The funding will be spread through a host of higher-education programs, according to the foundation’s web site–but a central goal will be boosting remedial education for students entering college without math and reading skills to meet basic requirements.
More than 60 percent of students in community colleges need some kind of remedial class–most often, math training–before they can take credit-bearing courses, according to recent studies. This comes with a price tag: A study published this summer shows that community colleges spend more than $1.4 billion on remedial courses every year.
The Gates Foundation has earmarked $3.6 million of the grant money to be used for remedial training. A group of 26 college faculty from 16 states will forge an online community aiming to boost the number of educators teaching remedial lessons in two-year schools.
"Using a mix of learning approaches, we can use technology to make learning more accessible to a wider range of students," said Ruth Rominger, director of learning design for the Monterey Institute for Technology and Education (MITE). "We can create learning environments that let students work through the courses in a way that is suitable for their learning styles."

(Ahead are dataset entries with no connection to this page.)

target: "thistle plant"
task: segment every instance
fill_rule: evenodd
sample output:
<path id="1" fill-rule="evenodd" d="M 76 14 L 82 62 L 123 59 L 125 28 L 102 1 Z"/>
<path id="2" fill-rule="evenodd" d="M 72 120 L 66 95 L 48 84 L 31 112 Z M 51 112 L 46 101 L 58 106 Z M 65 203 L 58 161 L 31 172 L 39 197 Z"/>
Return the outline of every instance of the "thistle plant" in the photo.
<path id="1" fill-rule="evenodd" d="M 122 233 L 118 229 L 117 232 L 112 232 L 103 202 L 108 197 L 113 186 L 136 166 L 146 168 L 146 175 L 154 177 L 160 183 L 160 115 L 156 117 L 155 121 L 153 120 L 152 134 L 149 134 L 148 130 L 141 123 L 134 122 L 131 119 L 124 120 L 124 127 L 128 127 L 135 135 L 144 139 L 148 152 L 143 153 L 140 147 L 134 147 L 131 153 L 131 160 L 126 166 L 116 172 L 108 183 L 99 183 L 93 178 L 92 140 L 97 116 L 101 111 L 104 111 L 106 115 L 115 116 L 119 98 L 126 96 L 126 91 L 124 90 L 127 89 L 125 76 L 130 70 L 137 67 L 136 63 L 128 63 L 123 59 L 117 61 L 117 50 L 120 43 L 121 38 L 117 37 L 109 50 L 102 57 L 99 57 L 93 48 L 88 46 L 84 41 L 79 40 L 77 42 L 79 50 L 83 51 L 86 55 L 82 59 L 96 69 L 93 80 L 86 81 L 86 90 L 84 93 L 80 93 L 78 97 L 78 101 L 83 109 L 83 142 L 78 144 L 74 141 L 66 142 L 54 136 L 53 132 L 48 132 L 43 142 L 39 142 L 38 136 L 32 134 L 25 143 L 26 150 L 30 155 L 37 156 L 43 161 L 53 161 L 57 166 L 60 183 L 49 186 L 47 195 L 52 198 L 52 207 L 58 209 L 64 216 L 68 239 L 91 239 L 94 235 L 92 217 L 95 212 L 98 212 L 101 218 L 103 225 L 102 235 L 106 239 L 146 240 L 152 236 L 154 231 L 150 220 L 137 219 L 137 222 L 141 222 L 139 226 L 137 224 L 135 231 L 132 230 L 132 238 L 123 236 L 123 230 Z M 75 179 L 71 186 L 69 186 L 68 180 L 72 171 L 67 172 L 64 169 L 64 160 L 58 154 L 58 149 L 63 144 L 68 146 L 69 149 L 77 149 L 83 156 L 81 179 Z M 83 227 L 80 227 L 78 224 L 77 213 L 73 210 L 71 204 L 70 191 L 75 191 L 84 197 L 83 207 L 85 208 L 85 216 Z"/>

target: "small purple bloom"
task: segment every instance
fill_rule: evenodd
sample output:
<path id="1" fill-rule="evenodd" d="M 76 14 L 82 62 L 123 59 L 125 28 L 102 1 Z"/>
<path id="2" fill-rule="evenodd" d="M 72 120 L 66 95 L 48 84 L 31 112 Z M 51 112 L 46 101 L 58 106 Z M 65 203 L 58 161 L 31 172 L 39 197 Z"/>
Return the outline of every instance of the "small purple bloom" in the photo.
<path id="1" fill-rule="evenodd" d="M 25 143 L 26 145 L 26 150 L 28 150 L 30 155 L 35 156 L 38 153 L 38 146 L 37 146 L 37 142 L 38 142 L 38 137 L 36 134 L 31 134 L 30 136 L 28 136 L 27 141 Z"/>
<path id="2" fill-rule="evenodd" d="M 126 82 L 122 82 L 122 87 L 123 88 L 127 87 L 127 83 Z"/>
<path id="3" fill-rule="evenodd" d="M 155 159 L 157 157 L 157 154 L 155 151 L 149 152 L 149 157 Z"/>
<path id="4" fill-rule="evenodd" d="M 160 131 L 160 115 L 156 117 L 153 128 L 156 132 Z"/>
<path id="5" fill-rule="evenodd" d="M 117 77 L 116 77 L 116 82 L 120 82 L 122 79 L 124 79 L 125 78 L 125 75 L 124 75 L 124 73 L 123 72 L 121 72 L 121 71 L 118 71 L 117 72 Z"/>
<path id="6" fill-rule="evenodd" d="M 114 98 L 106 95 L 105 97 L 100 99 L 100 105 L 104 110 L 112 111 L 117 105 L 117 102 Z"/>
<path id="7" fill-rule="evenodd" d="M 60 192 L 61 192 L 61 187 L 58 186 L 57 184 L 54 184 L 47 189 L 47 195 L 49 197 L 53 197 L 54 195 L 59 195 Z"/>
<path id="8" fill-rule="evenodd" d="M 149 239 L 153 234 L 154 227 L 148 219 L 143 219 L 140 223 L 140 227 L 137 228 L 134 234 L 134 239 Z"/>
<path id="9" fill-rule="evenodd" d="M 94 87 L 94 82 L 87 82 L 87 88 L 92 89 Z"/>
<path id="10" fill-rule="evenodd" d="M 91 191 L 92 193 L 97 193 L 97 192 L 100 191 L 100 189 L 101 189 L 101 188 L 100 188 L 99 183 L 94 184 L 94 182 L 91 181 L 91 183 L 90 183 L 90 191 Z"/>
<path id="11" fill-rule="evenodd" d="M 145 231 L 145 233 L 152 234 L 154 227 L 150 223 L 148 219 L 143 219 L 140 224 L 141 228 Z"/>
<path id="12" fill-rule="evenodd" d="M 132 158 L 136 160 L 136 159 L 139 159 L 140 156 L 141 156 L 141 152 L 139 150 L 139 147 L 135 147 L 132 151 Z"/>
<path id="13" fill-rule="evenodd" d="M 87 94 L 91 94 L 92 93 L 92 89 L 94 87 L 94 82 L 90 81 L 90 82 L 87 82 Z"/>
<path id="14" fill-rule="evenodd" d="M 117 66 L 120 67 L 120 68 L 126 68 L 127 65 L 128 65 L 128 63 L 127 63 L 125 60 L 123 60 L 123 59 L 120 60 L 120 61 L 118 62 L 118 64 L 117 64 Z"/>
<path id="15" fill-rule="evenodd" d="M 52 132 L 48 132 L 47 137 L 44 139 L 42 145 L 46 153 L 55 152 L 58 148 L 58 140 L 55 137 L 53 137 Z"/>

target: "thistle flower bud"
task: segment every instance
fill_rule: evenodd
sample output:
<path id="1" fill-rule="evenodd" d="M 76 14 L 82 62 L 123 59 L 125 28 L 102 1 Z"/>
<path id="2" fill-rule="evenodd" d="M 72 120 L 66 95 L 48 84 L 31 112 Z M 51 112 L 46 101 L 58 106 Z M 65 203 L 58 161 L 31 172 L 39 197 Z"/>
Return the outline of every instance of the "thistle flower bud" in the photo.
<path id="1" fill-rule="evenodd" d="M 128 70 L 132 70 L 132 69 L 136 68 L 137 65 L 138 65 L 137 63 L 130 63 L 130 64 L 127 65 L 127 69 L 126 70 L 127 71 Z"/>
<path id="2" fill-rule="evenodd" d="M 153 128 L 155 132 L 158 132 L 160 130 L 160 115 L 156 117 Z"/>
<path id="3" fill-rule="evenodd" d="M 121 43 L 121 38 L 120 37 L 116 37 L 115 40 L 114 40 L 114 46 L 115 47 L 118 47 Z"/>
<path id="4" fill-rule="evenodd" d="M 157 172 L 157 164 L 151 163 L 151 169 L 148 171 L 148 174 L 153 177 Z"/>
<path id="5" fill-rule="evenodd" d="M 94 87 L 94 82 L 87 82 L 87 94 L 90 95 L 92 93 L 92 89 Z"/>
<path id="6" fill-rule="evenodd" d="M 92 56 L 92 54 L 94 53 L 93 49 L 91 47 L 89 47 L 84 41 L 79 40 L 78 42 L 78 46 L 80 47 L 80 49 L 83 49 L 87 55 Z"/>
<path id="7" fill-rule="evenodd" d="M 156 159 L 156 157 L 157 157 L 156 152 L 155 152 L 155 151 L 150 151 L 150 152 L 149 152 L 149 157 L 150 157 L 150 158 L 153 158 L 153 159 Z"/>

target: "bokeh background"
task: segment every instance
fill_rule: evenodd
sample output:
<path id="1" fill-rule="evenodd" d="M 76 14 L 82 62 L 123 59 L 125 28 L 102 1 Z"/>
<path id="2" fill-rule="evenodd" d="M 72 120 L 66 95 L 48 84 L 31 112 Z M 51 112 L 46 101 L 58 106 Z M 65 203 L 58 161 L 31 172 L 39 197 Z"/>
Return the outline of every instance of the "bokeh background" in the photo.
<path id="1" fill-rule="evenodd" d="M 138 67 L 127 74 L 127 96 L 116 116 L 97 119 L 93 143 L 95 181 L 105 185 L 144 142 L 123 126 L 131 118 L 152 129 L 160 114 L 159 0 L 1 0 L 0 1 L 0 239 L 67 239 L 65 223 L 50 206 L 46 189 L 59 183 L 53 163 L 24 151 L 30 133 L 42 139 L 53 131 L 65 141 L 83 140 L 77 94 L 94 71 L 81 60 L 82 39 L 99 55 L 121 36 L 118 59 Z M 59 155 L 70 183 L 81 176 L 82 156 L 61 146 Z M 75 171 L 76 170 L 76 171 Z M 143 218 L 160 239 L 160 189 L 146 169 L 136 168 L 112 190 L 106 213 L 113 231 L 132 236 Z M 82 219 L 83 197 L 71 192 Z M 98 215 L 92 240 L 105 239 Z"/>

George R. Boggs, president of the American Association of Community Colleges, said offering a financial lift to programs and groups that lay the educational groundwork for remedial students would help tackle an increasingly common problem in community colleges.
"The investment announced … by the Bill & Melinda Gates Foundation addresses two of the most urgent challenges confronting community colleges today: how to improve success rates for the millions of underprepared students who come through their doors, and how to harness the power of technology to expand capacity and enrich the learning process," Boggs said in a statement.
The Gates Foundation also will allocate $5 million for the development of new remedial math learning material that will be freely available to students and teachers through the web site www.HippoCampus.org.
Carnegie Mellon University’s Community College Open Learning Initiative will receive $2.5 million for the development of web-based open learning platforms for "gatekeeper courses," or introductory-level classes that students must pass to enter a field of study. (See "Program goes beyond open course model.")
With community college classrooms filling up during the current economic downturn, these gatekeeper courses are more popular than ever, and many students are left on lengthy waiting lists, forced to delay their education.
The New York-based National Center for Academic Transformation (NCAT) will get $1.8 million to help community colleges redesign remedial math classes that lack sufficient technology integration. Previous course redesigns at NCAT partner institutions have resulted in an average 51-percent increase in course completions and an average 37-percent reduction in instructional costs.
"We are targeting the best new ideas that hold the greatest promise for improving the odds for low-income young adult learners," said Hilary Pennington, director of education, postsecondary success, and special initiatives for the Bill & Melinda Gates Foundation. "The power of technology is its ability to connect people, foster collaboration, empower learners and teachers, and challenge the status quo."
College officials said they’ve always expected adults returning to school to require remedial classes, but an old phenomenon is becoming an escalating problem: Recent high school graduates coming to campus often lack basic skills in algebra.
"Remedial math courses are always one of the very large programs in community colleges," said Boggs, of the American Association of Community Colleges. "We’re getting more students in remedial courses … because math is one of the most prominent obstacles for student success. It’s not something [adult learners] tend to recall as easily as other subjects."